Berkemeier Ann-Cristin, Matuschek Isabell, Hartlieb Katrin, Albert Thilo, Marquardt Natascha, Oldenburg Johannes, Pezeshkpoor Behnaz
Institute of Experimental Hematology and Transfusion Medicine, Medical Faculty, University Hospital Bonn, University of Bonn, Bonn, Germany.
Center for Rare Diseases Bonn (ZSEB), University Clinic Bonn, Bonn, Germany.
Haemophilia. 2025 Jul;31(4):625-633. doi: 10.1111/hae.70056. Epub 2025 May 5.
Acquired haemophilia A (AHA) is a rare autoimmune disorder caused by autoantibodies against coagulation factor VIII (FVIII), resulting in significant bleeding risks.
To characterize the anti-FVIII antibody profile in AHA patients by assessing isotypes, subclasses, and correlations with key clinical parameters.
Eighty AHA patients were retrospectively analysed by assessing FVIII inhibitor levels, antibody isotypes (IgG, IgA, IgM), IgG subclasses, and domain specificity using a bead-based assay. Clinical data were correlated with antibody profiles. IgG domain profiles were compared with a congenital haemophilia A (CHA) cohort.

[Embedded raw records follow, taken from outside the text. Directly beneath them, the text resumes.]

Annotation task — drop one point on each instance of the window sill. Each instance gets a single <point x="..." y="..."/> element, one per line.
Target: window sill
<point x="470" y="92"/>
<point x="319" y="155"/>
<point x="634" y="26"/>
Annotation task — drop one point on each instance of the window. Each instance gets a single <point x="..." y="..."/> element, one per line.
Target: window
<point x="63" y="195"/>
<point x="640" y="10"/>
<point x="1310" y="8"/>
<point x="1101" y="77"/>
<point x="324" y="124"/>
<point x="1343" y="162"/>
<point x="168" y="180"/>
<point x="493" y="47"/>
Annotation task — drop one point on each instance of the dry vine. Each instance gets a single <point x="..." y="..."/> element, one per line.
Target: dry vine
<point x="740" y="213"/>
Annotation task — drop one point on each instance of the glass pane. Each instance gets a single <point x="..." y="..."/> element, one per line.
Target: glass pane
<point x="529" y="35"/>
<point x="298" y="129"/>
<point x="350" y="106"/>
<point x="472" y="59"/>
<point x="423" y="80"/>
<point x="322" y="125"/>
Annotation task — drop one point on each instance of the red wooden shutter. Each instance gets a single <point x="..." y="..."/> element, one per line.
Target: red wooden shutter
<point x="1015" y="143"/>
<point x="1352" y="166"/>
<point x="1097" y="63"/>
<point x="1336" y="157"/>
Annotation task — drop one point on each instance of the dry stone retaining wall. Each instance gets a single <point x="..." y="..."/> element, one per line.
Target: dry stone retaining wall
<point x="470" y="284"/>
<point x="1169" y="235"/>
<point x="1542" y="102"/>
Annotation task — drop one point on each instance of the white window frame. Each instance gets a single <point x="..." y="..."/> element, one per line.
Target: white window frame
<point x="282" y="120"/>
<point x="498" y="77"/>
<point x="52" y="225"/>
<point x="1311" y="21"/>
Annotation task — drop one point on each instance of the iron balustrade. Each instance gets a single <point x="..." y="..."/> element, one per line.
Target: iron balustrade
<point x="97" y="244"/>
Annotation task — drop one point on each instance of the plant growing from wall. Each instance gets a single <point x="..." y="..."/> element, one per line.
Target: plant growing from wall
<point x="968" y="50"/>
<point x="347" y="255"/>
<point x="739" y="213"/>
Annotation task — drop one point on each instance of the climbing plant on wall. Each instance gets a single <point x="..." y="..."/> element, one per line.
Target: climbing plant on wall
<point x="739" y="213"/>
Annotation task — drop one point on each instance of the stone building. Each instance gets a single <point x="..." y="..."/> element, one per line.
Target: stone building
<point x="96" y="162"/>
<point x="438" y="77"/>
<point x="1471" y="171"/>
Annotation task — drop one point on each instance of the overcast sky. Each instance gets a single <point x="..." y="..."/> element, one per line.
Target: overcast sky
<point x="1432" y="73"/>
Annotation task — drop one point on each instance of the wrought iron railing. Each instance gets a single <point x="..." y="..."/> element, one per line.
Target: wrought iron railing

The cohort had a median age of 74 years, with 60% males. Idiopathic cases accounted for 67%, and 17% had bleeding linked to medical interventions. Major bleeding sites were musculoskeletal/retroperitoneal (45%) and skin (36%). Within six months, 18% of patients died, mostly from sepsis. Anti-FVIII IgG antibodies were present in all patients, with IgG (96%) and IgG (60%) being the most common subclasses. IgM and IgA anti-FVIII antibodies were detected in 17.5% and 18.8% of patients, respectively, with IgM positivity associated with higher mortality (33%). IgG subclass correlated significantly with inhibitor titres (r = 0.54; p < 0.001). Compared to CHA, AHA showed a higher prevalence of C1C2 domain-targeting antibodies (49% vs. 77%), associated with NBA levels (r = 0.51; p < 0.001).
Anti-FVIII antibody profiling reveals distinct patterns in AHA, with IgG linked to higher inhibitor levels. The C1C2 domain specificity of the anti-FVIII antibodies suggests a potential role of this FVIII domain in the immunopathology of AHA patients, warranting further investigation to improve prognostic tools.
获得性血友病A(AHA)是一种罕见的自身免疫性疾病,由针对凝血因子VIII(FVIII)的自身抗体引起,导致显著的出血风险。
通过评估抗体亚型、亚类以及与关键临床参数的相关性,来描述AHA患者的抗FVIII抗体谱。
采用基于磁珠的检测方法,对80例AHA患者进行回顾性分析,评估FVIII抑制物水平、抗体亚型(IgG、IgA、IgM)、IgG亚类和结构域特异性。将临床数据与抗体谱进行相关性分析。将IgG结构域谱与先天性血友病A(CHA)队列进行比较。
该队列的中位年龄为74岁,男性占60%。特发性病例占67%,17%的患者出血与医疗干预有关。主要出血部位为肌肉骨骼/腹膜后(45%)和皮肤(36%)。六个月内,18%的患者死亡,主要死于败血症。所有患者均存在抗FVIII IgG抗体,其中IgG1(96%)和IgG4(60%)是最常见的亚类。分别在17.5%和18.8%的患者中检测到IgM和IgA抗FVIII抗体,IgM阳性与较高的死亡率(33%)相关。IgG亚类与抑制物滴度显著相关(r = 0.54;p < 0.001)。与CHA相比,AHA患者中靶向C1C2结构域的抗体患病率更高(49%对77%),且与NBA水平相关(r = 0.51;p < 0.001)。
抗FVIII抗体谱分析揭示了AHA的独特模式,IgG与较高的抑制物水平相关。抗FVIII抗体的C1C2结构域特异性表明该FVIII结构域在AHA患者免疫病理学中可能起作用,需要进一步研究以改进预后工具。